What is conceivable is not necessarily ultimately logically possible.
We can conceive of a moon made of Green Cheese, but since humans invented Cheese, this is not logically possible, since it seems obvious that the moon is older than we are. We didn't have any problem creating the mental image in order to analyze it, but we cannot believe in it either.
So belief is a state between conceivability and logical possibility. I would suggest there are at least two more that are actually important: (scientifically) creditable' and '(intuitively) appealing'.
(I hope what follows is not just belaboring the obvious as an excuse to describe a metaphor I find compelling.)
One way to capture the range of definitions involved would be to reify the language game of logic. Imagine that everyone who negotiates our culture's belief system made up a small number of people who could actually take turns talking, each one of them trying to get the group's approval of their thoughts, and that approval or disapproval was communicated directly via a visible emotional response. This is a simplified metaphor for what Wittgenstien describes as a cultural language-game. Logic is one such language game: one such topic this group might agree to focus on regularly under certain conditions.
One can conceive of anything that one might think could motivate a move -- that could suggest an utterance that captures an image and one might hope could contribute to a consensus it has meaning.
But something is only believable if there is not a defeating series of countermoves that reduces it to a contradiction quickly enough that the contradiction becomes apparent before the ideas consequences can be elaborated. In order to believe it, it has to set in and have meaning and effects on your other thoughts before it is dissolved by noticing its weaknesses.
And it is only 'scientifically' creditable if someone who has all the known material related to it as an expert, is still likely to find it believable. It can only gain credit as an idea in a domain of knowledge if it can be communicated around that domain without falling prey to an easy dismissal.
If there is still a contradiction, but it takes a lot of moves to prove it, and the proof is unlikely to occur to a random well-informed expert, so that the idea is actually likely to persist in most people if introduced, we might call such a thing an illusion.
If the illusion is hard to dispell, and the resulting deserved disbelief is often temporary, or has to be rehearsed in order to become acceptable, we sometimes call such a state 'counterintuitive'. This is a word you often hear describe results in mathematics related to infinities or complex structures. And we call the illusion itself 'intuitively appealing'.

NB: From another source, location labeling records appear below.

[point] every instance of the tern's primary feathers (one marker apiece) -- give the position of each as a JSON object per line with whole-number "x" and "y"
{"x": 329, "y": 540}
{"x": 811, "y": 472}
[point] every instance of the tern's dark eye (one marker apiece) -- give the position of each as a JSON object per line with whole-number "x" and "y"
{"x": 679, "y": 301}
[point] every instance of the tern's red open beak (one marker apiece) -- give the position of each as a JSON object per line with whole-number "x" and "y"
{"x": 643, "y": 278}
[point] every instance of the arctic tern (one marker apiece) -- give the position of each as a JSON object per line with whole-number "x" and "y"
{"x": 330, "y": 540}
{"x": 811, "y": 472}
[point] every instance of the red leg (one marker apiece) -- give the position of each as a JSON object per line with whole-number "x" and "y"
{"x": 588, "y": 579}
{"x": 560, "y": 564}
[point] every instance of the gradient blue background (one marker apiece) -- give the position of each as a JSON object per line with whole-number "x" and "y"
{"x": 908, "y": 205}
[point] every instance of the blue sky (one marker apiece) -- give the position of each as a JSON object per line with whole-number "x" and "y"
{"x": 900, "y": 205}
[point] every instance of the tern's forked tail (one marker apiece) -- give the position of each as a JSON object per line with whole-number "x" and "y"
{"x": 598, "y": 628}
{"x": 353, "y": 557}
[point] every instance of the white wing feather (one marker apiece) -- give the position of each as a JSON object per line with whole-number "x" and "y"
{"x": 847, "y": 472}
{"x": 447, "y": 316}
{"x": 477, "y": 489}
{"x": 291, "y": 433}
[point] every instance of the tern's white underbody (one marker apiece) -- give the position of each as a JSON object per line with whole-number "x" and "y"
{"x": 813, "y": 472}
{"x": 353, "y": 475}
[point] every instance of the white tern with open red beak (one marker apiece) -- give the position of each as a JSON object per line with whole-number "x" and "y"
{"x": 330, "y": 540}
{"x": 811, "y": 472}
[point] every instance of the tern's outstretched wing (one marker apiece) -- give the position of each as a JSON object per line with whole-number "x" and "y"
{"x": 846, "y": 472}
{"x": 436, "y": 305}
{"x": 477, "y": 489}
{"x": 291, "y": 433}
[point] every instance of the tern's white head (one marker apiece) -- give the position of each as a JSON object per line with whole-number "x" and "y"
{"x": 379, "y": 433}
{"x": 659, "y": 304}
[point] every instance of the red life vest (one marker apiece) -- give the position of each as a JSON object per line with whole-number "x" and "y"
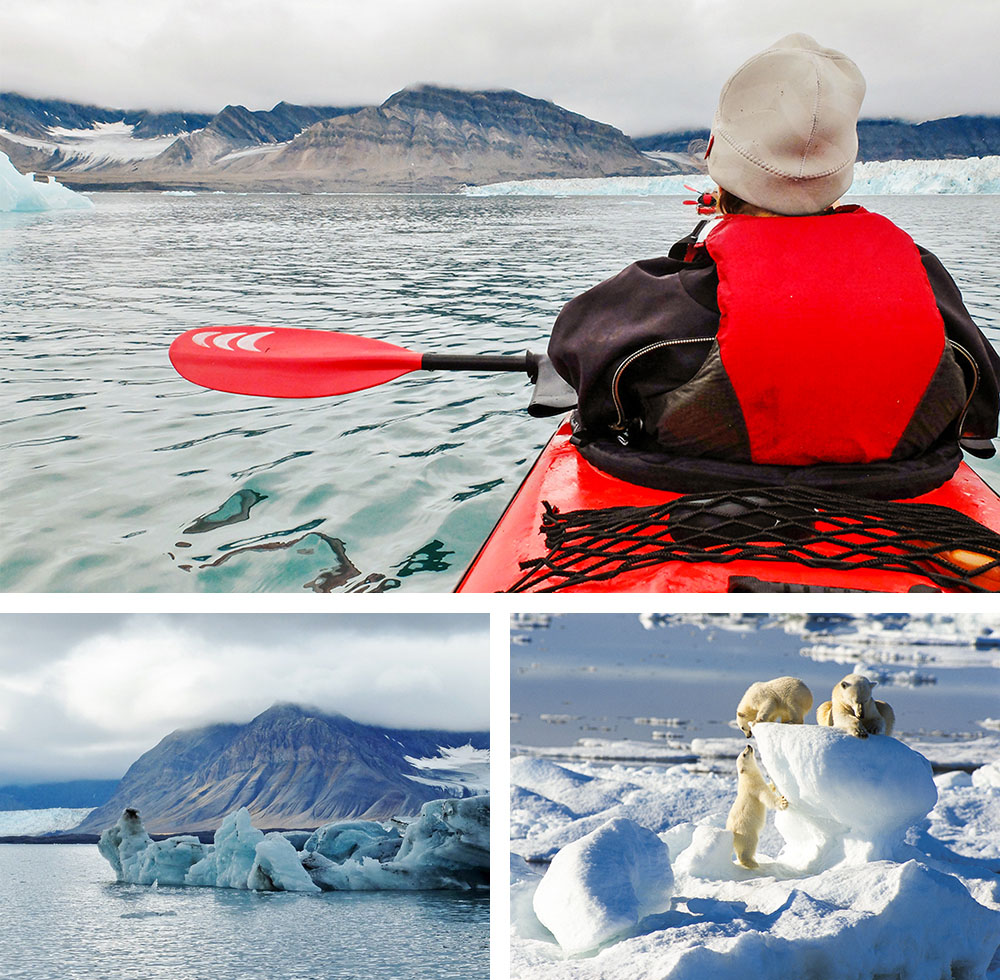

But even the most intuitively appealing illusion is still not logically possible. What is logically possible is not disprovable with our most complete analysis. Disbelief in it cannot be stable over time even as something captured with difficulty.
We might develop conceivability in its raw state, but it does not seem like that would be an improvement.
Many would prefer to develop 'intuition' in the sense of being able to accept that illusions are illusions even when that is counterintuitive, and therefore to also accept counterintuitive truths -- things whose opposites are illusions that would be intuitively appealing.
This might need a broader range of concepts and therefore an ability to conceive of things and get to the point of believability, but that is not what it seems to be mostly 'made of'. We seem to be able to trust other humans enough to acquire a belief from them of which we would not ourselves readily conceive, stepping past the point of conceiving of it and 'falling backward' into that state from the arguments that led those other people into belief.